Left: Carlos De Oliveira, property manager of former President Donald Trump’s Mar-a-Lago estates stands on the property grounds, Friday, Feb. 16, 2024, in Palm Beach, Fla. (AP Photo/Rebecca Blackwell). Center: U.S. District Judge Aileen M. Cannon (U.S. District Court for the Southern District of Florida). Right: Donald Trump walks past Walt Nauta, personal aide, before a business roundtable at a campaign event at Precision Components Group, Monday, Aug. 19, 2024, in York, Pa. (AP Photo/Julia Nikhinson)
In a move that will put an end the last vestiges of the federal criminal cases against Donald Trump, Justice Department attorneys on Wednesday formally asked a federal appeals court to dismiss the criminal charges against the president’s two co-defendants over allegations that Trump mishandled classified documents at his home Mar-a-Lago home in Florida.
“The United States of America moves to voluntarily dismiss its appeal with prejudice,” the motion from Assistant U.S. Attorney Hayden P. O’Byrne states. “The government has conferred with counsel for Appellees Waltine Nauta and Carlos De Oliveira, who do not object to the voluntary dismissal.”
Nauta, Trump’s valet, and De Oliveira, the property manager at Mar-a-Lago, had been charged with conspiring to obstruct federal investigators looking into allegations that Trump unlawfully kept classified documents at his resort property following the end of his first term in office.

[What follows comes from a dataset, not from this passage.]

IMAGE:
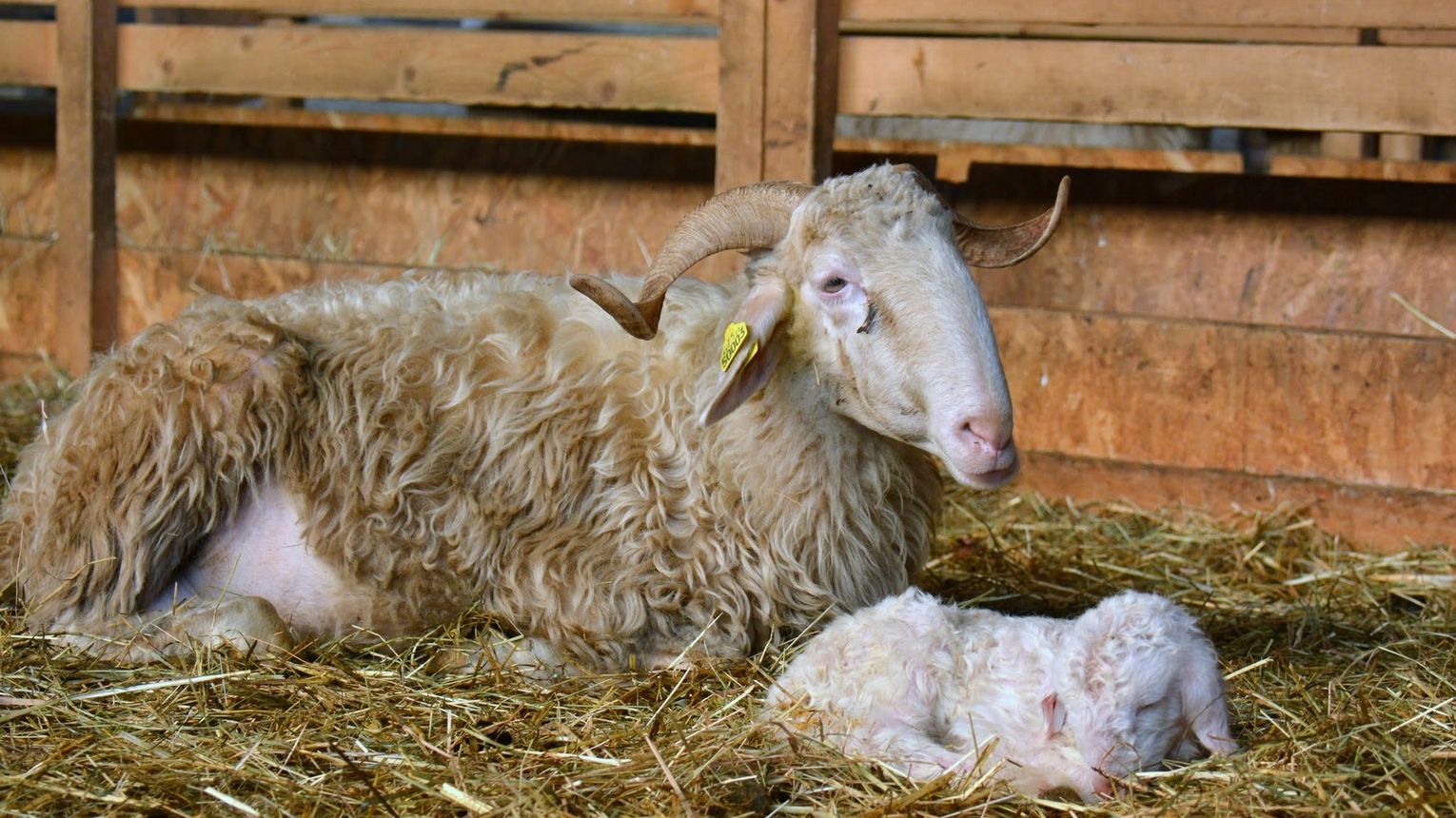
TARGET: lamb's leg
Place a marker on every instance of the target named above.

The indictments stemmed from investigations headed by special counsel Jack Smith, who resigned earlier this month after dismissing the criminal charges against Trump due to long-standing DOJ policy against prosecuting a sitting president.
The classified documents case against Trump had been a lightning rod for controversy, particularly when it was assigned to U.S. District Judge Aileen Cannon, who dismissed the case against all of the defendants, holding that special counsel Jack Smith’s appointment was unlawful.
The Trump-appointed judge’s legal reasoning for the dismissal was considered highly dubious and most legal experts expected the Eleventh Circuit Court of Appeals to reverse her ruling and reinstate the case. However, any chance of the case progressing evaporated after Trump won re-election and took control of the DOJ.
The classified documents case also took center stage in the recent controversy over the release of Jack Smith’s final report on his investigations into Trump. Smith’s final report comprised two volumes. The first related to his investigation and prosecution of Trump in connection with his alleged efforts to subvert the 2020 presidential election. The second dealt with the classified documents case.
Cannon last month issued an order temporarily prohibiting then-Attorney General Merrick Garland from releasing either version of the report. After eventually allowing for the release of the election subversion volume of the report — and conceding she lacked the authority to stop its release — Cannon steadfastly refused to allow four members of Congress to have chambers-only access to review a redacted version of the second volume.
In a scathing order issued last week, Cannon maligned the Biden administration’s DOJ for its efforts to have the report viewed by congressional leaders, taking particular issue with the claim that Garland had “limited time” remaining in his position and wanted to “see this [investigation] through to conclusion and comply with historical practice.”
“Never before has the Department of Justice, prior to the conclusion of criminal proceedings against a defendant — and absent a litigation-specific reason as appropriate in the case itself — sought to disclose outside the Department a report prepared by a Special Counsel containing substantive and voluminous case information. Until now,” she wrote. “There is no ‘historical practice’ of providing Special Counsel reports to Congress, even on a limited basis, pending conclusion of criminal proceedings. In fact, there is not one instance of this happening until now.”